If one city’s quota is reduced due to climate factors, those housing units will be assigned elsewhere in the region, noted Ramos, the ABAG president.
“That doesn’t mean the number’s less,” Ramos said. “That means it’s going somewhere else.”
The state Housing and Community Development department is expected to issue its new housing quota for the Bay Area in early 2028. ABAG will start working on its method for dividing the regional quota next year.
Even though not much is happening yet in regard to housing quotas for the next planning cycle, Ranelletti said ABAG is giving a preview now because the quotas are a hot topic.
The penalty for cities
Some city representatives who attended the ABAG meeting wondered what happens if a city doesn’t make enough progress toward meeting its housing quota during the planning cycle.
Ranelletti said if that’s the case, developers can use a streamlined process for multi-family housing projects that include affordable housing.
If a city has fallen behind on its quota for lower-income and above-moderate-income housing, a housing project must include 10% affordable units to qualify for the streamlining.

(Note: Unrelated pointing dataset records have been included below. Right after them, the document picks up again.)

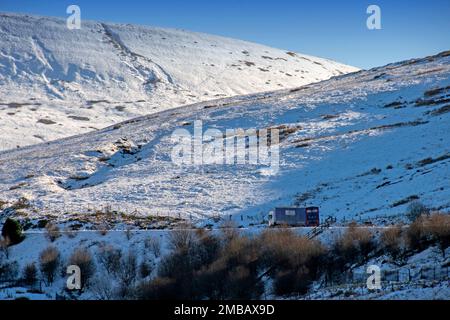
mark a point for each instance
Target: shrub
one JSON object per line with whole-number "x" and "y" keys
{"x": 4, "y": 248}
{"x": 154, "y": 245}
{"x": 128, "y": 269}
{"x": 30, "y": 274}
{"x": 83, "y": 259}
{"x": 9, "y": 271}
{"x": 293, "y": 260}
{"x": 415, "y": 210}
{"x": 48, "y": 262}
{"x": 234, "y": 273}
{"x": 438, "y": 227}
{"x": 110, "y": 258}
{"x": 145, "y": 269}
{"x": 12, "y": 231}
{"x": 352, "y": 247}
{"x": 157, "y": 289}
{"x": 52, "y": 231}
{"x": 416, "y": 234}
{"x": 181, "y": 239}
{"x": 392, "y": 241}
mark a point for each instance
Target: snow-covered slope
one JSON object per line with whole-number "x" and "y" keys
{"x": 56, "y": 82}
{"x": 358, "y": 146}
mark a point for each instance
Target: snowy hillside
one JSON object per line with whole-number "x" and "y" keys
{"x": 358, "y": 146}
{"x": 56, "y": 82}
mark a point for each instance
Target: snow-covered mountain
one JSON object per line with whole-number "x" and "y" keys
{"x": 362, "y": 145}
{"x": 56, "y": 82}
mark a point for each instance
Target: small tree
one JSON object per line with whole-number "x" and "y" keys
{"x": 49, "y": 261}
{"x": 12, "y": 231}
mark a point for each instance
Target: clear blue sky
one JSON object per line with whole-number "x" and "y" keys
{"x": 325, "y": 28}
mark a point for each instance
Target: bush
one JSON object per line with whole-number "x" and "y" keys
{"x": 392, "y": 241}
{"x": 128, "y": 269}
{"x": 145, "y": 269}
{"x": 52, "y": 231}
{"x": 154, "y": 245}
{"x": 181, "y": 239}
{"x": 293, "y": 261}
{"x": 30, "y": 274}
{"x": 48, "y": 262}
{"x": 234, "y": 273}
{"x": 12, "y": 231}
{"x": 157, "y": 289}
{"x": 110, "y": 258}
{"x": 416, "y": 234}
{"x": 83, "y": 259}
{"x": 415, "y": 210}
{"x": 438, "y": 227}
{"x": 354, "y": 245}
{"x": 9, "y": 271}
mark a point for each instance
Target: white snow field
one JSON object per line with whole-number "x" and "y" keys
{"x": 56, "y": 82}
{"x": 360, "y": 146}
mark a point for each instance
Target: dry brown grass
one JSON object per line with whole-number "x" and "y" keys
{"x": 82, "y": 258}
{"x": 52, "y": 231}
{"x": 392, "y": 241}
{"x": 48, "y": 262}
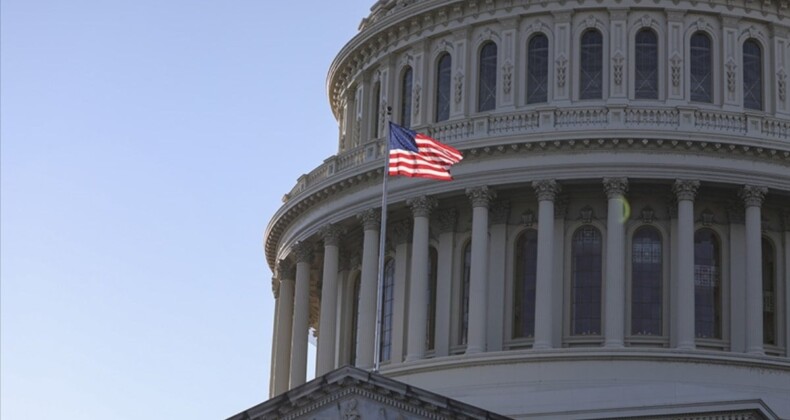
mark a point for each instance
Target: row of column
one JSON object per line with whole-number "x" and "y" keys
{"x": 293, "y": 306}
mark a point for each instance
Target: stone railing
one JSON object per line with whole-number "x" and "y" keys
{"x": 559, "y": 120}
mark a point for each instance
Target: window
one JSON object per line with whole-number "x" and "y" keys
{"x": 524, "y": 284}
{"x": 752, "y": 75}
{"x": 646, "y": 282}
{"x": 707, "y": 284}
{"x": 591, "y": 65}
{"x": 701, "y": 83}
{"x": 769, "y": 293}
{"x": 405, "y": 98}
{"x": 586, "y": 281}
{"x": 486, "y": 82}
{"x": 464, "y": 315}
{"x": 537, "y": 69}
{"x": 443, "y": 77}
{"x": 646, "y": 65}
{"x": 385, "y": 348}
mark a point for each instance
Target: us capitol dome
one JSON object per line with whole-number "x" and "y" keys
{"x": 615, "y": 243}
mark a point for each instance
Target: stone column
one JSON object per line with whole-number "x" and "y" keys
{"x": 476, "y": 336}
{"x": 685, "y": 190}
{"x": 366, "y": 320}
{"x": 753, "y": 198}
{"x": 546, "y": 191}
{"x": 299, "y": 332}
{"x": 614, "y": 298}
{"x": 327, "y": 330}
{"x": 418, "y": 289}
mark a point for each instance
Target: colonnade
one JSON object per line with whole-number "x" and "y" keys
{"x": 293, "y": 306}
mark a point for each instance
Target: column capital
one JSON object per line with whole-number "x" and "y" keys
{"x": 286, "y": 270}
{"x": 753, "y": 195}
{"x": 480, "y": 196}
{"x": 546, "y": 189}
{"x": 447, "y": 220}
{"x": 331, "y": 234}
{"x": 421, "y": 206}
{"x": 370, "y": 218}
{"x": 685, "y": 189}
{"x": 303, "y": 252}
{"x": 615, "y": 187}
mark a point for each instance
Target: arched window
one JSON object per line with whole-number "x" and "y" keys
{"x": 443, "y": 76}
{"x": 752, "y": 75}
{"x": 386, "y": 310}
{"x": 769, "y": 293}
{"x": 591, "y": 65}
{"x": 586, "y": 281}
{"x": 646, "y": 282}
{"x": 701, "y": 83}
{"x": 646, "y": 65}
{"x": 707, "y": 284}
{"x": 486, "y": 81}
{"x": 464, "y": 310}
{"x": 433, "y": 258}
{"x": 526, "y": 259}
{"x": 538, "y": 69}
{"x": 405, "y": 98}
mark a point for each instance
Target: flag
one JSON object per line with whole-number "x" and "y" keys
{"x": 414, "y": 154}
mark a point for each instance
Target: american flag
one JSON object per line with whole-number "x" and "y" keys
{"x": 416, "y": 155}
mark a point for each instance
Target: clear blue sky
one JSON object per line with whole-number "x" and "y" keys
{"x": 145, "y": 146}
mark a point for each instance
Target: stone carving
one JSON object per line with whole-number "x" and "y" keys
{"x": 685, "y": 189}
{"x": 752, "y": 195}
{"x": 480, "y": 196}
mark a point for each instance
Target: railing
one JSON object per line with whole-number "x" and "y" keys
{"x": 558, "y": 120}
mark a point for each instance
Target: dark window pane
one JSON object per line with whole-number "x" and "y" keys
{"x": 586, "y": 281}
{"x": 443, "y": 76}
{"x": 646, "y": 65}
{"x": 486, "y": 88}
{"x": 524, "y": 284}
{"x": 538, "y": 69}
{"x": 591, "y": 66}
{"x": 405, "y": 101}
{"x": 646, "y": 282}
{"x": 707, "y": 284}
{"x": 752, "y": 75}
{"x": 701, "y": 83}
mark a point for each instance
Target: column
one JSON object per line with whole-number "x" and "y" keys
{"x": 753, "y": 198}
{"x": 299, "y": 332}
{"x": 418, "y": 289}
{"x": 546, "y": 191}
{"x": 685, "y": 191}
{"x": 444, "y": 279}
{"x": 614, "y": 298}
{"x": 327, "y": 330}
{"x": 366, "y": 321}
{"x": 476, "y": 336}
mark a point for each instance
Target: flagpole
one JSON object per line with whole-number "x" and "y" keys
{"x": 382, "y": 244}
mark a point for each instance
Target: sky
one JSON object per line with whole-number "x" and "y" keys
{"x": 144, "y": 147}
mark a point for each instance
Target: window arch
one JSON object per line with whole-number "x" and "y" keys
{"x": 526, "y": 258}
{"x": 701, "y": 68}
{"x": 591, "y": 65}
{"x": 752, "y": 75}
{"x": 769, "y": 292}
{"x": 537, "y": 69}
{"x": 647, "y": 282}
{"x": 646, "y": 64}
{"x": 586, "y": 275}
{"x": 387, "y": 297}
{"x": 405, "y": 97}
{"x": 486, "y": 80}
{"x": 443, "y": 80}
{"x": 707, "y": 284}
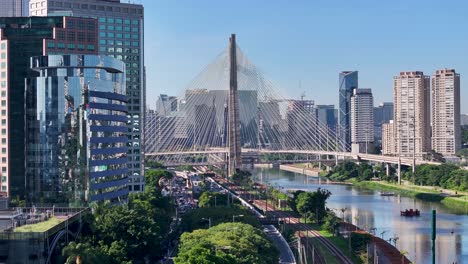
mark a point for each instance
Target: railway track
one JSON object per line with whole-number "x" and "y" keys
{"x": 301, "y": 226}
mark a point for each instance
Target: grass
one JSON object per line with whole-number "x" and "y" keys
{"x": 39, "y": 227}
{"x": 338, "y": 241}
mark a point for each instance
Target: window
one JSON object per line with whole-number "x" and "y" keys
{"x": 71, "y": 36}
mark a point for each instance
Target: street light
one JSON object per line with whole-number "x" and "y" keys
{"x": 209, "y": 221}
{"x": 235, "y": 216}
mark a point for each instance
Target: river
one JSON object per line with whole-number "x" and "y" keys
{"x": 368, "y": 209}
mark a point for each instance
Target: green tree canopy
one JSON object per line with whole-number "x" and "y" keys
{"x": 234, "y": 243}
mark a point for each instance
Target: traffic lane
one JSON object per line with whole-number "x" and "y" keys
{"x": 286, "y": 255}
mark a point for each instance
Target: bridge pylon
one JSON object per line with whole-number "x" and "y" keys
{"x": 234, "y": 154}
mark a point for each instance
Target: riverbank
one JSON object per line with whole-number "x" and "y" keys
{"x": 300, "y": 169}
{"x": 458, "y": 202}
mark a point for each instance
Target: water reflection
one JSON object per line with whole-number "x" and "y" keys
{"x": 381, "y": 214}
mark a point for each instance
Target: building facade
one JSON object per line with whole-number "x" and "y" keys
{"x": 20, "y": 39}
{"x": 13, "y": 8}
{"x": 388, "y": 138}
{"x": 446, "y": 130}
{"x": 76, "y": 127}
{"x": 412, "y": 114}
{"x": 382, "y": 114}
{"x": 348, "y": 81}
{"x": 121, "y": 27}
{"x": 362, "y": 121}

If the city is behind on its lower-income housing quota, but not its above-moderate-income quota, a housing project must include 50% affordable units to be eligible.

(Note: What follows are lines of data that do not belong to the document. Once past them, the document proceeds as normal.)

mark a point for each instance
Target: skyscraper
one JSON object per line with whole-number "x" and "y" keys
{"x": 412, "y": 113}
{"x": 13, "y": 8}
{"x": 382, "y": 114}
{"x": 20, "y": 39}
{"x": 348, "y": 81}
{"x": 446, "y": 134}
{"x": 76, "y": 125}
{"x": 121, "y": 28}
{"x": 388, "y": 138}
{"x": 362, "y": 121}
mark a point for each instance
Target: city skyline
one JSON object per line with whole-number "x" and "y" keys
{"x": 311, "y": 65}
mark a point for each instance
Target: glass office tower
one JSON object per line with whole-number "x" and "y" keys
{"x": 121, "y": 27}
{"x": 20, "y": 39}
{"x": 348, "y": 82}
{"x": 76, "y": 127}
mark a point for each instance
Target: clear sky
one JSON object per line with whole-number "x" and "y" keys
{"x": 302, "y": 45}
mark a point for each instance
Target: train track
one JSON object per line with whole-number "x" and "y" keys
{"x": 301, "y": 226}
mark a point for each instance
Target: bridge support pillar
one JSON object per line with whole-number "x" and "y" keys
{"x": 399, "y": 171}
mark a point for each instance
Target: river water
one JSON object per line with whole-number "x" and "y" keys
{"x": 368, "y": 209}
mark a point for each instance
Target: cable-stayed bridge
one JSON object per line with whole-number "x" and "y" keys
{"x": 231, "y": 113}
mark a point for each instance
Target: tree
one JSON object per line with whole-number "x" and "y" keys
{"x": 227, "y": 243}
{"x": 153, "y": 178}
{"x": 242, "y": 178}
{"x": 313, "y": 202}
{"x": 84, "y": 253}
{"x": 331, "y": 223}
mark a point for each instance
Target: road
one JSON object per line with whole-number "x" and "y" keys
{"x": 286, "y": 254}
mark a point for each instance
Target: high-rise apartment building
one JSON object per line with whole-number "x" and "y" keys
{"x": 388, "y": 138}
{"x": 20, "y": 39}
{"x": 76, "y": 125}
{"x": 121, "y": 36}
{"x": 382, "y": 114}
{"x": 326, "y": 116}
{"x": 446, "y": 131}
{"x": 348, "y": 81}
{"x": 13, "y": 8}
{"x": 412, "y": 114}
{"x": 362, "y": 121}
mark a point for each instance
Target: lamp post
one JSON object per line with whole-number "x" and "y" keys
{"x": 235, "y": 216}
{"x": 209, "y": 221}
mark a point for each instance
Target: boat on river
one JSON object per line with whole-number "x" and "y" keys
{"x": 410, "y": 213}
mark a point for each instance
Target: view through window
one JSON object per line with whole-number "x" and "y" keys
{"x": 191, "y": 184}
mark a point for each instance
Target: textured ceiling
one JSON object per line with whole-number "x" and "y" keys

The streamlining provisions were included in Senate Bill 35 by Sen. Scott Wiener in 2017. In 2023, another Wiener bill, SB 423, extended the sunset date for SB 35 for 10 years, until Jan. 1, 2036.

Absolutely disgusting that ABAG and MTC — 2 bodies withOUT elected representatives can do so much to ruin this area with outdated quotas they bar us from reconsidering for 8 years even while the economy is changing so drastically.

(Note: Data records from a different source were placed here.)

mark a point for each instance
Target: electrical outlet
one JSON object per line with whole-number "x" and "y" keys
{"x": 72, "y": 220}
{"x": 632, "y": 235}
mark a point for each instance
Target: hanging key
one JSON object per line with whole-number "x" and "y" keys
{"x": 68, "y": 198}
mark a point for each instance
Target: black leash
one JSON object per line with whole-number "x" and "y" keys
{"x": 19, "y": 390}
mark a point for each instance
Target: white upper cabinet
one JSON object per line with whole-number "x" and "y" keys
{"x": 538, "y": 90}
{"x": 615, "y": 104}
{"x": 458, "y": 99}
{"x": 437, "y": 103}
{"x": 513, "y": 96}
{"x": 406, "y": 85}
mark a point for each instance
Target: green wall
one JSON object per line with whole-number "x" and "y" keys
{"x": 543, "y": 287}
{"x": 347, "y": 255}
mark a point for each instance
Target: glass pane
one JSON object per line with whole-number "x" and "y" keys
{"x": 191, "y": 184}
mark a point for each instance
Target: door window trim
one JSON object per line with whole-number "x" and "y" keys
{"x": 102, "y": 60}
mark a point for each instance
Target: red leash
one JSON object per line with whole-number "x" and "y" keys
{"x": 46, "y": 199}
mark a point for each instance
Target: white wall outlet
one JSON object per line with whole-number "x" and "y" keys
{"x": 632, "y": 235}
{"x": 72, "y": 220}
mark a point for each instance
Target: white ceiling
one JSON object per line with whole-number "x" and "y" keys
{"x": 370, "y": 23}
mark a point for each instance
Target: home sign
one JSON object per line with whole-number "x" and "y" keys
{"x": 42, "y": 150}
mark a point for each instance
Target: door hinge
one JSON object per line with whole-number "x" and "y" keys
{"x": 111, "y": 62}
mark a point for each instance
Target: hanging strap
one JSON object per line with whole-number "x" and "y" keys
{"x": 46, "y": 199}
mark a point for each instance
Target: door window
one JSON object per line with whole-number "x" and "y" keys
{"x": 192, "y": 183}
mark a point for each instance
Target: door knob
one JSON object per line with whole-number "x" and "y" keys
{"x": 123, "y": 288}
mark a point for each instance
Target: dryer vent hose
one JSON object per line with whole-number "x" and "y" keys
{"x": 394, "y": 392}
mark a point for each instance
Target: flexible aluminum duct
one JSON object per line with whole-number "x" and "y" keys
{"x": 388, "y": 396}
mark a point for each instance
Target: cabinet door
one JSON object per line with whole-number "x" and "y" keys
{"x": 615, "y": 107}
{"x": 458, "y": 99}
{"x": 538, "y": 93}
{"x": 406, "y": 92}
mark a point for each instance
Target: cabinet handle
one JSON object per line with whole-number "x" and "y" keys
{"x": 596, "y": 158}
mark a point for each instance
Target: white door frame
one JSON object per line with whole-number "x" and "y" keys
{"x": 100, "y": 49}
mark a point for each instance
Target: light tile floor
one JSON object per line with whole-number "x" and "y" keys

Do we get quota reductions when Oracle lays off 21,000 workers, when Meta lays off 10,000, etc etc?
Of course not. This makes no sense when builders want to add monstrosities like what’s planned for the Sunset site with a hotel, more offices, lots more offices, a shopping center etc etc that will dump tens of thousands of new cars onto roads and provide pathetically few “affordable” housing units.
But it’s a great time to be a developer or a developer-paid politician spouting meaningless platitutes about how minorities want to live in studio apartments and no one wants/needs cars to get to work because everyone — kids, grandmas, emergency vehicles etc etc — should be biking.